Logo Johann Wilhelm Naumann Stiftung 70 Jahre Tagespost

Es entsteht Neues

Die Stimme der Tagespost muss weithin vernehmbar sein. Von Norbert Neuhaus
Norbert Neuhaus.
Foto: J. Dombrowski | Norbert Neuhaus.

Sehr geehrte Damen und Herren, liebe Autoren und Leser der Tagespost,

wir sind hier zusammengekommen, um einen Geburtstag zu feiern, den 70. Geburtstag der letzten verbliebenen unabhängigen katholischen Zeitung in Deutschland. Hierzu darf ich Sie, liebe Anwesende, auch im Namen der Johann Wilhelm Naumann Stiftung, deren Vorsitzender ich bin, ganz herzlich begrüßen. Seit Mitte 2017 ist ja die Johann Wilhelm Naumann Stiftung Eigentümerin der Tagespost. Der Echter Verlag hatte seine Anteile an die Stiftung übertragen. Und wir bemühen uns seitdem nach Kräften, den Abwärtstrend der letzten 15 Jahre umzudrehen und die Zeitung und die katholische Publizistik wieder zu altem Glanz zurückzuführen. Die ersten Ergebnisse nach einem Jahr ermutigen uns.

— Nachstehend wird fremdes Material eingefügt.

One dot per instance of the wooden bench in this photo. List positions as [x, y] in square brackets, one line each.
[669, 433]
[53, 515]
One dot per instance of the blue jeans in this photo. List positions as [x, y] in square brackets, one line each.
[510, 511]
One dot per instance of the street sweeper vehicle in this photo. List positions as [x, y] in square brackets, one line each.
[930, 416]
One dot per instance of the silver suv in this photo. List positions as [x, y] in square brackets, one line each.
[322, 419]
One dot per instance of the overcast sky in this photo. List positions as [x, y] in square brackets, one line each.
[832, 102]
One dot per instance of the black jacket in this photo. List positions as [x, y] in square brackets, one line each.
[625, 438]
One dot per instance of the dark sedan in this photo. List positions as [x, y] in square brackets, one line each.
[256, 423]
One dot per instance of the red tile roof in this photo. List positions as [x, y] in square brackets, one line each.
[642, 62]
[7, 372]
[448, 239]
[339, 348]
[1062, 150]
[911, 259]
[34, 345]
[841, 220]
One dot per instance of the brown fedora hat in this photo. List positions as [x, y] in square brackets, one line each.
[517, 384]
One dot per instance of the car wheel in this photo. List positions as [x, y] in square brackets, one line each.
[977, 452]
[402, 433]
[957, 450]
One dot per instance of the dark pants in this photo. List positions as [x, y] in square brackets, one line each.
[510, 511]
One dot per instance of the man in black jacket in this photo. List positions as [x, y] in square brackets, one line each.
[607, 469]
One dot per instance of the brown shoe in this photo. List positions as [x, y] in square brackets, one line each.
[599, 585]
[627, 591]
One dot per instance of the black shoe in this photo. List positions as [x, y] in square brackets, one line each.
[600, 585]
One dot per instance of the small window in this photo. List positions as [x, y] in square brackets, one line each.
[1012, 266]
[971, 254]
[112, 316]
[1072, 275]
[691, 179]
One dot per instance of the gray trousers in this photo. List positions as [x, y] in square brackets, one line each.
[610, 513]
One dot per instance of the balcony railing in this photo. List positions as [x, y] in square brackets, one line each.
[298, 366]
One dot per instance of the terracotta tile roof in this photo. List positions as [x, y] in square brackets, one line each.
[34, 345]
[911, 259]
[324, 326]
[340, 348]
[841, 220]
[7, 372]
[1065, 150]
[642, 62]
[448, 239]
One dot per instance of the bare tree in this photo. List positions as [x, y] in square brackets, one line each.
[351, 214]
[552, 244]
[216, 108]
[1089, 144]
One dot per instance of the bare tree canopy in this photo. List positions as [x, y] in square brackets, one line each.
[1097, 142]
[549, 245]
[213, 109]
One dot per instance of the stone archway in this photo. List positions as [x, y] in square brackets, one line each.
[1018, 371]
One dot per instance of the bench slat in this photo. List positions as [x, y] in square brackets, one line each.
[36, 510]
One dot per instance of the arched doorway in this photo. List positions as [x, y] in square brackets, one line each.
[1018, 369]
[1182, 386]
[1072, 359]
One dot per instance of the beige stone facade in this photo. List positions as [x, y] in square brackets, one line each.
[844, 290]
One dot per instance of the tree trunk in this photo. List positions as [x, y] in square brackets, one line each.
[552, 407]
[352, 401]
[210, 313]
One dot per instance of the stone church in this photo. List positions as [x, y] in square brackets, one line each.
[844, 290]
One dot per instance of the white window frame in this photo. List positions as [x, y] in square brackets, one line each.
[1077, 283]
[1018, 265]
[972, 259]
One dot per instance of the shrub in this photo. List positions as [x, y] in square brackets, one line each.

Als Johann Wilhelm Naumann vor 70 Jahren die Tagespost gründete, befand sich Deutschland nach dem Weltkrieg mit seinen Zerstörungen an einem Neuanfang. Aber alle Not hatte auch etwas Positives: Die Menschen hatten in Krieg und Bombennächten wieder beten gelernt. Der Widerstand gegen das NS-Regime, aber auch die Scham über die Untaten im Namen des deutschen Volkes hatte die Menschen aufgerüttelt und machte sie offen für die Botschaft des christlichen Glaubens. Wir erlebten jedenfalls eine Renaissance des kirchlichen Lebens. Das war in den 50er Jahren des letzten Jahrhunderts. Johann Wilhelm Naumann und Die Tagespost haben dazu einen nicht unwichtigen Beitrag geleistet.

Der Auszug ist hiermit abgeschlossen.